In reading the article “Finding The Lost Generation of Sperm Donors,” by Ashley Fetters in The Atlantic, what struck me is that there ARE multiple generations of donor conceived people. The article is about the (mostly) young donor-conceived kids out there who, by the tens of thousands, now have the ability to track down their biological fathers, thanks to technology and the Internet. And they’re doing it. It’s an option previous generations never had. But if the technology existed back then would they have embraced it in the same way? As eagerly? I wonder.
Donor conception has been around long enough such that the experience of many in the earliest generations bears pretty much no resemblance whatsoever to the experience of the newest generation. In no way can one compare the experience of a man learning of his conception at 50 to that of a child who grew up always knowing they were the product of artificial insemination via donor egg and/or sperm.
What’s difficult is that, while it seems donor conception has become so prevalent (and it has), relatively speaking, we’re not such a large group. So when it comes to our desire to rewrite history (if only we could) and our need to tame the Wild West that is our donor industry, we band together and collectively call for industry reform. And so it might be easy to think that we’re all coming at this from the same place. But we aren’t.
Whenever I get on my high horse and rant on and on about how egregious it is for a parent to withhold from their child, the fact that he or she is donor conceived, I imagine my contemporaries—lesbian couples and single mothers by choice—must be thinking, STOP THE NOISE.
So how have things taken such a radical turn? Simple. We can thank the brave and bold mothers for changing the experience of their donor-conceived children. These women—lesbian and single mothers by choice, for the most part—women who not so long ago would have been denied services for lack of a male partner—have become the industry’s biggest consumers. Lesbian women and single moms have turned the business of gamete donation into a multibillion-dollar industry. You’re welcome.

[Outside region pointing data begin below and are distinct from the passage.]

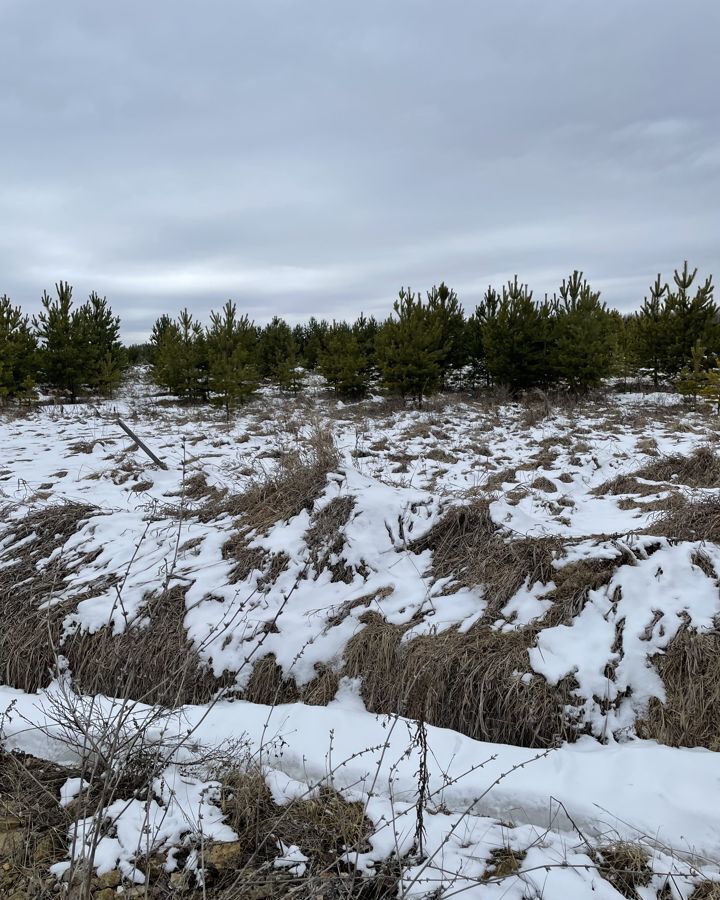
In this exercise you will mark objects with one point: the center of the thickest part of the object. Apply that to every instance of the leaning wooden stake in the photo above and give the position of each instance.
(141, 445)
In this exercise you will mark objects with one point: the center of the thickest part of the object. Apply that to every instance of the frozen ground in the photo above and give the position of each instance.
(401, 470)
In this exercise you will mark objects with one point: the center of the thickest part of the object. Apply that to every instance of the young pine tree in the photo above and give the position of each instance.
(64, 355)
(444, 309)
(517, 337)
(342, 363)
(278, 356)
(99, 334)
(180, 357)
(232, 375)
(584, 337)
(409, 349)
(18, 351)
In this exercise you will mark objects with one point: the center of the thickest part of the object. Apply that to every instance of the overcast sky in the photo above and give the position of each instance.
(312, 156)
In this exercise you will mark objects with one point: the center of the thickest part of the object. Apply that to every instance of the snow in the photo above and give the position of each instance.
(481, 797)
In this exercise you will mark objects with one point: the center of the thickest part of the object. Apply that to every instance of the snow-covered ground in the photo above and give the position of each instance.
(401, 470)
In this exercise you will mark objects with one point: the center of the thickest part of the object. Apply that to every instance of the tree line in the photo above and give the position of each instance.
(429, 342)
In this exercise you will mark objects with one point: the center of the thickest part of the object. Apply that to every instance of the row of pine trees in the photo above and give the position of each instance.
(70, 349)
(429, 342)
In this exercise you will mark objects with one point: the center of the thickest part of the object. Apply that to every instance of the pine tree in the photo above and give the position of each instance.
(444, 308)
(18, 350)
(693, 377)
(583, 346)
(342, 362)
(366, 331)
(671, 321)
(232, 375)
(63, 354)
(694, 317)
(180, 357)
(711, 388)
(517, 337)
(409, 349)
(99, 334)
(653, 333)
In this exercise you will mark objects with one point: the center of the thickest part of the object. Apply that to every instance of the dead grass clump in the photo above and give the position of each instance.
(269, 686)
(624, 484)
(696, 520)
(625, 866)
(33, 571)
(544, 484)
(323, 825)
(706, 890)
(196, 488)
(690, 671)
(471, 549)
(294, 485)
(575, 580)
(32, 822)
(503, 862)
(468, 682)
(154, 663)
(249, 559)
(325, 540)
(497, 479)
(701, 468)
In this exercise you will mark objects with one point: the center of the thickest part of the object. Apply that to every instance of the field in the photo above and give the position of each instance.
(361, 650)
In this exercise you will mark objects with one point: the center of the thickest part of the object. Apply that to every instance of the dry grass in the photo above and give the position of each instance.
(699, 469)
(155, 663)
(268, 685)
(696, 520)
(706, 890)
(29, 793)
(690, 670)
(467, 682)
(544, 484)
(503, 862)
(472, 550)
(625, 484)
(28, 630)
(325, 539)
(625, 866)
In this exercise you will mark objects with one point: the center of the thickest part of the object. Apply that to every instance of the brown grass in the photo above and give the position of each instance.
(690, 670)
(696, 520)
(472, 550)
(625, 866)
(325, 540)
(155, 663)
(701, 468)
(544, 484)
(706, 890)
(28, 632)
(467, 682)
(294, 485)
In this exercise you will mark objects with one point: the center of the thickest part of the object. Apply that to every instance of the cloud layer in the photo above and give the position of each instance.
(309, 158)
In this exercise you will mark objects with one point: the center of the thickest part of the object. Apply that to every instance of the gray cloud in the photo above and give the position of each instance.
(309, 158)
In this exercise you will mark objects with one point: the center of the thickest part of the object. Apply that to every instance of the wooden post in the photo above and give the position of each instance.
(141, 445)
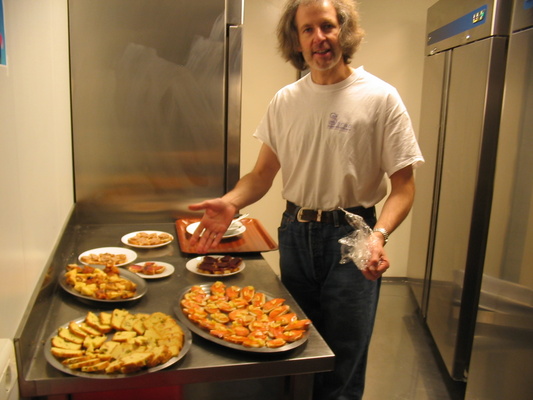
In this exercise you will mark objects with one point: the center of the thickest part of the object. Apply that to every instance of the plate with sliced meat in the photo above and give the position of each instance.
(152, 269)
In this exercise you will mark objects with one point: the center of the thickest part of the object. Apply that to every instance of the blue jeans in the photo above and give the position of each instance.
(339, 300)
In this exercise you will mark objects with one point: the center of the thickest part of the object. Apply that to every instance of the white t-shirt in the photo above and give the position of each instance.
(335, 143)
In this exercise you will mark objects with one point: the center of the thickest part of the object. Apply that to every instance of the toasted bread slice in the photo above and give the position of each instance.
(89, 329)
(161, 354)
(128, 322)
(93, 343)
(117, 317)
(58, 341)
(66, 334)
(135, 361)
(84, 363)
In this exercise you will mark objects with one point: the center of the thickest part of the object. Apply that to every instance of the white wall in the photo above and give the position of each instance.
(35, 148)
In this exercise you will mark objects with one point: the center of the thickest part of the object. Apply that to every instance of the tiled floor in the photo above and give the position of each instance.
(403, 363)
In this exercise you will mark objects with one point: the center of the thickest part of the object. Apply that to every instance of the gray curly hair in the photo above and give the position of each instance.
(350, 35)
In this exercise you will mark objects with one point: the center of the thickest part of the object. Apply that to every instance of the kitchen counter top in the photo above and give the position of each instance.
(51, 307)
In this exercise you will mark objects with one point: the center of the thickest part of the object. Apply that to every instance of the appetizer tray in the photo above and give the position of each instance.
(206, 335)
(253, 239)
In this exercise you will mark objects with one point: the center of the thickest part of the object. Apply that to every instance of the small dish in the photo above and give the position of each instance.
(237, 229)
(130, 255)
(169, 270)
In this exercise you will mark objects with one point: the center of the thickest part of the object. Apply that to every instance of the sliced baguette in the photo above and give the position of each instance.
(58, 341)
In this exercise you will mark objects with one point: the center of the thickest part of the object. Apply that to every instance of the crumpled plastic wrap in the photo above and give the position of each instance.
(357, 246)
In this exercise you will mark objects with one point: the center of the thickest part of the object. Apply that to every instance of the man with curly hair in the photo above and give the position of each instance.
(336, 135)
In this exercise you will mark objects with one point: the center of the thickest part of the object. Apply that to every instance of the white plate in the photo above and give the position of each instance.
(206, 335)
(54, 362)
(193, 264)
(125, 239)
(130, 254)
(169, 270)
(229, 233)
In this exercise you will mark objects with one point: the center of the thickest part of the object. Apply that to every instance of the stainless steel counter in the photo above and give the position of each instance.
(205, 362)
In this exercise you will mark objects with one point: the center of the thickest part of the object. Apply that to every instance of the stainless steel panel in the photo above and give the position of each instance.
(445, 15)
(476, 87)
(432, 125)
(148, 104)
(502, 356)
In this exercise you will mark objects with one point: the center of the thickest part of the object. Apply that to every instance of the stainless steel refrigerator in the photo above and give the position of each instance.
(462, 95)
(156, 88)
(502, 356)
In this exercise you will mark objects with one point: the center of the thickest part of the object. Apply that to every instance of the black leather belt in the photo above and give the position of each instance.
(327, 217)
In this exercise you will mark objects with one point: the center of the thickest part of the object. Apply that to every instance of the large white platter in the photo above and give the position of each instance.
(125, 239)
(54, 362)
(192, 265)
(130, 254)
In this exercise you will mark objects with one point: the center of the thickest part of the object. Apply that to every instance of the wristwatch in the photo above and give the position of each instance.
(384, 232)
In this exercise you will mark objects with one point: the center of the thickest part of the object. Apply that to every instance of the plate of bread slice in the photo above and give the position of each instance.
(117, 344)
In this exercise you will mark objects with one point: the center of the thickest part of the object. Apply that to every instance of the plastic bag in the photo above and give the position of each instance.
(357, 246)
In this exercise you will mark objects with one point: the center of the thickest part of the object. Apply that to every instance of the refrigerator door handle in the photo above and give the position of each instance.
(233, 104)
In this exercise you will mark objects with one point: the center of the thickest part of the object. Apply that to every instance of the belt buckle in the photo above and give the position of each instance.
(300, 218)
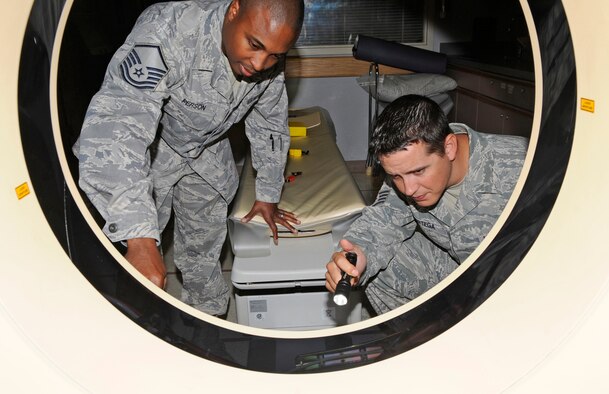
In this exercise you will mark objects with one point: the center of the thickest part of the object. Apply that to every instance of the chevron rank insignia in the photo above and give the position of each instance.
(144, 67)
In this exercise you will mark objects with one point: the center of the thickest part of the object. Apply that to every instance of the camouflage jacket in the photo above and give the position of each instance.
(170, 80)
(494, 166)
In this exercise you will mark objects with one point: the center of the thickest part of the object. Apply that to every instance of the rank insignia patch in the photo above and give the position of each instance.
(144, 67)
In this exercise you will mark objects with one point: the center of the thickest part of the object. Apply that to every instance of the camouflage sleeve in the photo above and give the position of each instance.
(380, 230)
(267, 130)
(120, 124)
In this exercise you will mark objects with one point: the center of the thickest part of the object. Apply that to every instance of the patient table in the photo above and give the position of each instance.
(282, 286)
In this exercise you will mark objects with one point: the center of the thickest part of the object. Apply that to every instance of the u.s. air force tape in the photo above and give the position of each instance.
(144, 67)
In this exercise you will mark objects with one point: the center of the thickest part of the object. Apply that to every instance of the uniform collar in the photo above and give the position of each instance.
(477, 181)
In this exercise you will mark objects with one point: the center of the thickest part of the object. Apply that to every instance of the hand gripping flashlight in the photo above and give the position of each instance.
(343, 288)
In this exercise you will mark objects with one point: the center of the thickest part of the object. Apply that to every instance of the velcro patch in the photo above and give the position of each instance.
(144, 67)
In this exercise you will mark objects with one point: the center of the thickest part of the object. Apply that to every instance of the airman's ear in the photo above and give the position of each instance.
(450, 146)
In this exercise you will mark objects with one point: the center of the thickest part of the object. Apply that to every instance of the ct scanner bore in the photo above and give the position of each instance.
(414, 327)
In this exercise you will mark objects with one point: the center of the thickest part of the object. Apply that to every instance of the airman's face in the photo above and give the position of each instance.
(252, 41)
(421, 176)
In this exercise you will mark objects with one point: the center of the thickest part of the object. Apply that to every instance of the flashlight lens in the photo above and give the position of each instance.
(340, 299)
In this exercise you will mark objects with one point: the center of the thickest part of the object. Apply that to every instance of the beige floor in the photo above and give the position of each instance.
(367, 184)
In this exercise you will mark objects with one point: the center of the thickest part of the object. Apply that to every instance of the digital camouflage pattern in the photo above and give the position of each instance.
(170, 83)
(410, 250)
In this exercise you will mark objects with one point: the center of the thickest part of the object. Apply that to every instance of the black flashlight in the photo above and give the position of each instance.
(343, 287)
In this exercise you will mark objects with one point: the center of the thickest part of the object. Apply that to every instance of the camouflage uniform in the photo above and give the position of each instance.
(410, 250)
(154, 139)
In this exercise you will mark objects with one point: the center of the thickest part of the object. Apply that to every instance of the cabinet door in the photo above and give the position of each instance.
(499, 119)
(466, 109)
(517, 123)
(490, 118)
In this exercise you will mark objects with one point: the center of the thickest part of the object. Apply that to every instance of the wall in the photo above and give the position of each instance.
(347, 104)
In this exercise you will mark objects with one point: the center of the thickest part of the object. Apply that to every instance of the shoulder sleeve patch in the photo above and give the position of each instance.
(144, 67)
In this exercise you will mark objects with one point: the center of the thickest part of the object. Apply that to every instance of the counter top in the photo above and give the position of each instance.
(512, 69)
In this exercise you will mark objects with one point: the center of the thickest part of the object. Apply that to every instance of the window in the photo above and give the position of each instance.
(330, 26)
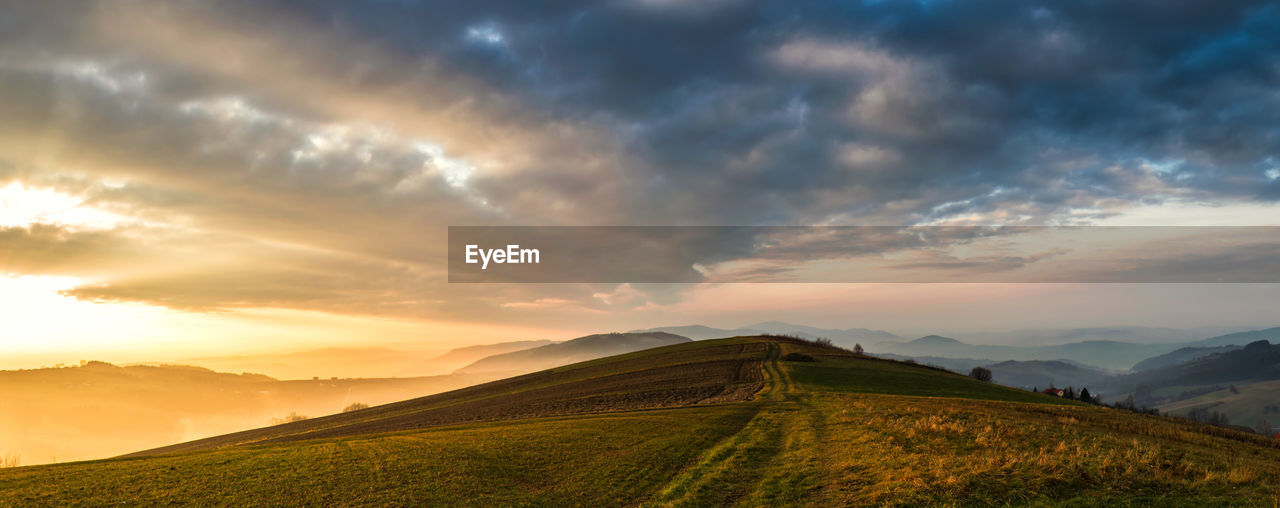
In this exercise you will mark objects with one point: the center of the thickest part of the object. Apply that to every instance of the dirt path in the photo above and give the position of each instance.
(768, 462)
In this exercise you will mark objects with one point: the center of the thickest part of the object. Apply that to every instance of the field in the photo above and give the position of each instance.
(841, 430)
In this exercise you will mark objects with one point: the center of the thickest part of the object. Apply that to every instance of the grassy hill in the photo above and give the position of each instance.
(101, 410)
(579, 349)
(708, 422)
(1248, 404)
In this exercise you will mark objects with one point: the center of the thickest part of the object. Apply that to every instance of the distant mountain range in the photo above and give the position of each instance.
(1043, 374)
(1182, 356)
(1100, 353)
(1257, 361)
(465, 356)
(840, 337)
(579, 349)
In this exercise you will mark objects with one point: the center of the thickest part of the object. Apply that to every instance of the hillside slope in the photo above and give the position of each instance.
(101, 410)
(826, 428)
(579, 349)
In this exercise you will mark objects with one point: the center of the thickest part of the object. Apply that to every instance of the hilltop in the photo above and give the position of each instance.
(579, 349)
(707, 422)
(101, 410)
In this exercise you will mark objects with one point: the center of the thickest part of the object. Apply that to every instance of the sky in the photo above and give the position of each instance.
(195, 177)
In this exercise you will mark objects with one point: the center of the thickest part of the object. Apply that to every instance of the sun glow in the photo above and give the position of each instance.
(22, 206)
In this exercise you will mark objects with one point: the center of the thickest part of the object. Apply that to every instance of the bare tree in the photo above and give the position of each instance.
(355, 406)
(10, 460)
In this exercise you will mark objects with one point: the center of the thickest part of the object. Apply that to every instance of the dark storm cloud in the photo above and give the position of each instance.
(965, 97)
(362, 129)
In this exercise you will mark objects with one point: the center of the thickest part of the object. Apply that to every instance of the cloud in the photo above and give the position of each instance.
(323, 147)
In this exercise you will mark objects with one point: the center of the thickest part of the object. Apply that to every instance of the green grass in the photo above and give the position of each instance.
(844, 430)
(872, 375)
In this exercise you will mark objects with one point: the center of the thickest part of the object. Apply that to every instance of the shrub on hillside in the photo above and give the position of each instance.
(355, 406)
(292, 417)
(798, 357)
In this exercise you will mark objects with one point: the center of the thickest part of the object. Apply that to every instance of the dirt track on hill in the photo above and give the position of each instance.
(679, 378)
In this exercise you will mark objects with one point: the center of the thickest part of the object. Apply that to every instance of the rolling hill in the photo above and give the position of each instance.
(101, 410)
(1101, 353)
(1182, 356)
(1042, 374)
(1247, 404)
(461, 357)
(709, 422)
(579, 349)
(841, 337)
(1258, 361)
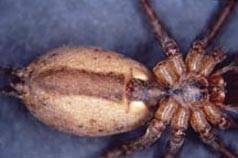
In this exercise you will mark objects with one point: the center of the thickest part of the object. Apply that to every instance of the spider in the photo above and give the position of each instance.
(94, 92)
(196, 93)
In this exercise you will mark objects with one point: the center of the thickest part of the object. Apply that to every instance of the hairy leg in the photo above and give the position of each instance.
(217, 117)
(168, 44)
(202, 127)
(230, 108)
(231, 67)
(156, 127)
(197, 51)
(209, 62)
(179, 126)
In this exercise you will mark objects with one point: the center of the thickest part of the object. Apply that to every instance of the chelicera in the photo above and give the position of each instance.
(94, 92)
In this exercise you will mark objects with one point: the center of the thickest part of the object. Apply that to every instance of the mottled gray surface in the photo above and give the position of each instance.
(29, 28)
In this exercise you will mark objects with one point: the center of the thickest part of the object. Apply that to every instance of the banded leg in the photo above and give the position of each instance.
(153, 132)
(228, 108)
(209, 62)
(168, 44)
(201, 126)
(9, 71)
(179, 125)
(231, 67)
(197, 51)
(217, 117)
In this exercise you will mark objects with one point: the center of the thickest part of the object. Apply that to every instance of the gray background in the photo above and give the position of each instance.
(29, 28)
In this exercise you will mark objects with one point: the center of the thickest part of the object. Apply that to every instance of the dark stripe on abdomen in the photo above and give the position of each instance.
(66, 81)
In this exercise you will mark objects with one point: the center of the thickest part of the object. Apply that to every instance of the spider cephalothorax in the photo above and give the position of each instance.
(194, 93)
(95, 92)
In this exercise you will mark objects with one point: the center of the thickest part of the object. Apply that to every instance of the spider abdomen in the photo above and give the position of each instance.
(83, 91)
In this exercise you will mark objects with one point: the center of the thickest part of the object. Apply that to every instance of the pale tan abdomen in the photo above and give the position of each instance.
(83, 91)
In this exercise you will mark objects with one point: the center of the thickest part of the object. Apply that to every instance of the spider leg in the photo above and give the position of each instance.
(226, 69)
(217, 117)
(209, 62)
(8, 70)
(197, 51)
(230, 108)
(156, 127)
(201, 126)
(168, 44)
(179, 126)
(8, 90)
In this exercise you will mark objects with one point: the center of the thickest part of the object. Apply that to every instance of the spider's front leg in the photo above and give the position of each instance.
(168, 44)
(201, 126)
(196, 53)
(179, 126)
(162, 118)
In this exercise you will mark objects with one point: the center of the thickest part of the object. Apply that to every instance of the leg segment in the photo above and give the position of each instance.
(228, 107)
(168, 44)
(209, 62)
(153, 132)
(197, 51)
(179, 125)
(201, 126)
(9, 91)
(216, 117)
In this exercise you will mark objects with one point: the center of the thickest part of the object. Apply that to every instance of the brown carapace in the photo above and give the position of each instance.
(93, 92)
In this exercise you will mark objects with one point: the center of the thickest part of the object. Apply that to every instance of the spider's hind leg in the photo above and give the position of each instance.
(168, 44)
(201, 126)
(179, 125)
(162, 118)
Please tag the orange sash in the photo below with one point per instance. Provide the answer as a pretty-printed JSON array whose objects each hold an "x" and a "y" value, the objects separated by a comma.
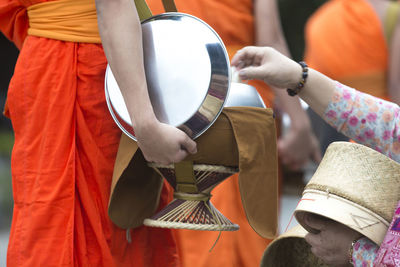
[{"x": 66, "y": 20}]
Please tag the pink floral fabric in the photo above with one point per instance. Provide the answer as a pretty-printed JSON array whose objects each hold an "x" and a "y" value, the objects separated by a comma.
[
  {"x": 373, "y": 122},
  {"x": 389, "y": 252}
]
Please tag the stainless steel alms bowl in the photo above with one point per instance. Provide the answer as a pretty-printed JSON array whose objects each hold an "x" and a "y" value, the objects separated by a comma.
[{"x": 188, "y": 75}]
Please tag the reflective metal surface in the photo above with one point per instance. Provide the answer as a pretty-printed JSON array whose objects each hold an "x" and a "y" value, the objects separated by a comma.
[
  {"x": 187, "y": 71},
  {"x": 188, "y": 76}
]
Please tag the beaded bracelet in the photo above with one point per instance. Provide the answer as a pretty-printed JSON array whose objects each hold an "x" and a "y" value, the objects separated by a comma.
[{"x": 300, "y": 85}]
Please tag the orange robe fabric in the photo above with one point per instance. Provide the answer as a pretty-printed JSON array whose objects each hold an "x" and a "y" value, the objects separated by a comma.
[
  {"x": 345, "y": 41},
  {"x": 233, "y": 21},
  {"x": 63, "y": 157}
]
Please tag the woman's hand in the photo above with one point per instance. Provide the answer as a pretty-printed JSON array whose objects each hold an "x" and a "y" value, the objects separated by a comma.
[
  {"x": 265, "y": 63},
  {"x": 163, "y": 143},
  {"x": 333, "y": 242}
]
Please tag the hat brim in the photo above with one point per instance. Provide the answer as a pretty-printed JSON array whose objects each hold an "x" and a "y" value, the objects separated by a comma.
[{"x": 343, "y": 211}]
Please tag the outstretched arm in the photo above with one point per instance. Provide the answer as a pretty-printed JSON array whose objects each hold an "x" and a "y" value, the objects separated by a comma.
[
  {"x": 121, "y": 35},
  {"x": 362, "y": 117},
  {"x": 299, "y": 144}
]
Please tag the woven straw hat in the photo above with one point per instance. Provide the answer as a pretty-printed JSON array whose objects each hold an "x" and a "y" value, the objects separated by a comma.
[
  {"x": 290, "y": 249},
  {"x": 353, "y": 185},
  {"x": 241, "y": 139}
]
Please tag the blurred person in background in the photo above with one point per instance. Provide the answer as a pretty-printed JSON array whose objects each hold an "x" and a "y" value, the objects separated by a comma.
[
  {"x": 357, "y": 50},
  {"x": 360, "y": 116}
]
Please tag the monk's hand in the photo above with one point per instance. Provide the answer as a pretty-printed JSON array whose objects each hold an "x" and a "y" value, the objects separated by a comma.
[
  {"x": 163, "y": 143},
  {"x": 333, "y": 241},
  {"x": 298, "y": 146},
  {"x": 266, "y": 63}
]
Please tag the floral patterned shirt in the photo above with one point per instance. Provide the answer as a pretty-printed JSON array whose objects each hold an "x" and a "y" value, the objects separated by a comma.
[{"x": 373, "y": 122}]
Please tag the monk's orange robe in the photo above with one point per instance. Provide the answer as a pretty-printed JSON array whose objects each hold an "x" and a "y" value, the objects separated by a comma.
[
  {"x": 233, "y": 21},
  {"x": 62, "y": 161},
  {"x": 345, "y": 41}
]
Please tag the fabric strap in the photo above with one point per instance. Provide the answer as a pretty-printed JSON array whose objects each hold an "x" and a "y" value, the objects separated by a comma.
[{"x": 75, "y": 20}]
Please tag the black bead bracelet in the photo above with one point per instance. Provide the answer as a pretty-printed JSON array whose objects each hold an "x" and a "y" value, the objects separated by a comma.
[{"x": 300, "y": 85}]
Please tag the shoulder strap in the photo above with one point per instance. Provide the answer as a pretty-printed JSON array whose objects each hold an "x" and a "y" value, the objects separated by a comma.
[
  {"x": 144, "y": 11},
  {"x": 391, "y": 17}
]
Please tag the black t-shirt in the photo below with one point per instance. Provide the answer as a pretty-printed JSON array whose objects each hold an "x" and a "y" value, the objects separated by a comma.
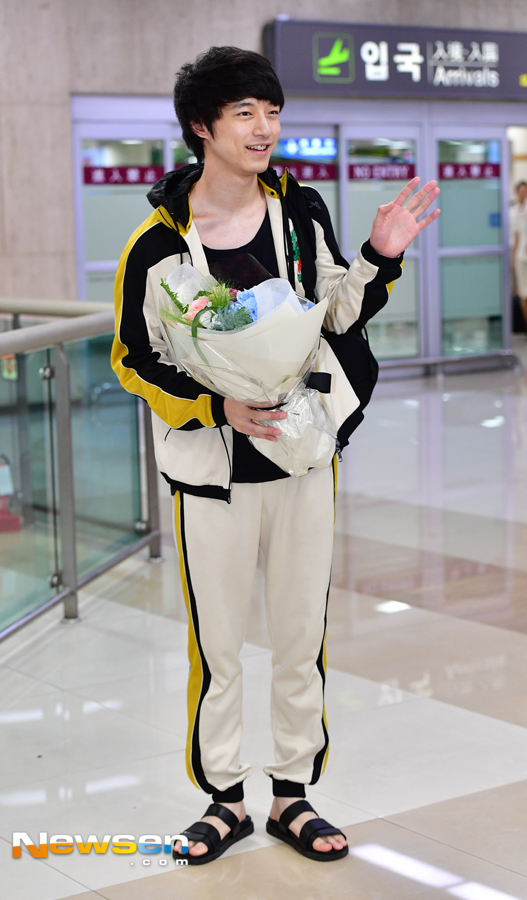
[{"x": 248, "y": 464}]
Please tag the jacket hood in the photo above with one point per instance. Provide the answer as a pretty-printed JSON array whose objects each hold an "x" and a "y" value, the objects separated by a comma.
[{"x": 172, "y": 190}]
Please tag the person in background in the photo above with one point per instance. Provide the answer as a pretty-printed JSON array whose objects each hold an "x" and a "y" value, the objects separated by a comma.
[
  {"x": 518, "y": 232},
  {"x": 230, "y": 500}
]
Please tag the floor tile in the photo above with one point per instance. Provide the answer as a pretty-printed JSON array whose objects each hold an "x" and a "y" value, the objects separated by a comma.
[
  {"x": 448, "y": 584},
  {"x": 491, "y": 824},
  {"x": 64, "y": 726},
  {"x": 478, "y": 538},
  {"x": 474, "y": 666},
  {"x": 406, "y": 755},
  {"x": 280, "y": 872},
  {"x": 29, "y": 879}
]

Many will say that these two groups have no option but honesty—that is, unless they have some male friend hiding in the closet. There’s truth to that. But I also believe what separates these two groups from heterosexual couples dealing with infertility is a lack of shame. You see, we, too, could find ways to hide the truth, but we chose to be honest.
And for those who chose honesty and embraced their children’s method of conception—pat yourself on the back. Because your choice has changed the experience of these children and has given birth to a new generation of donor-conceived people.
The times, they are a changin’. Bob Dylan wrote those words more than 50 years ago. And it seems they still are.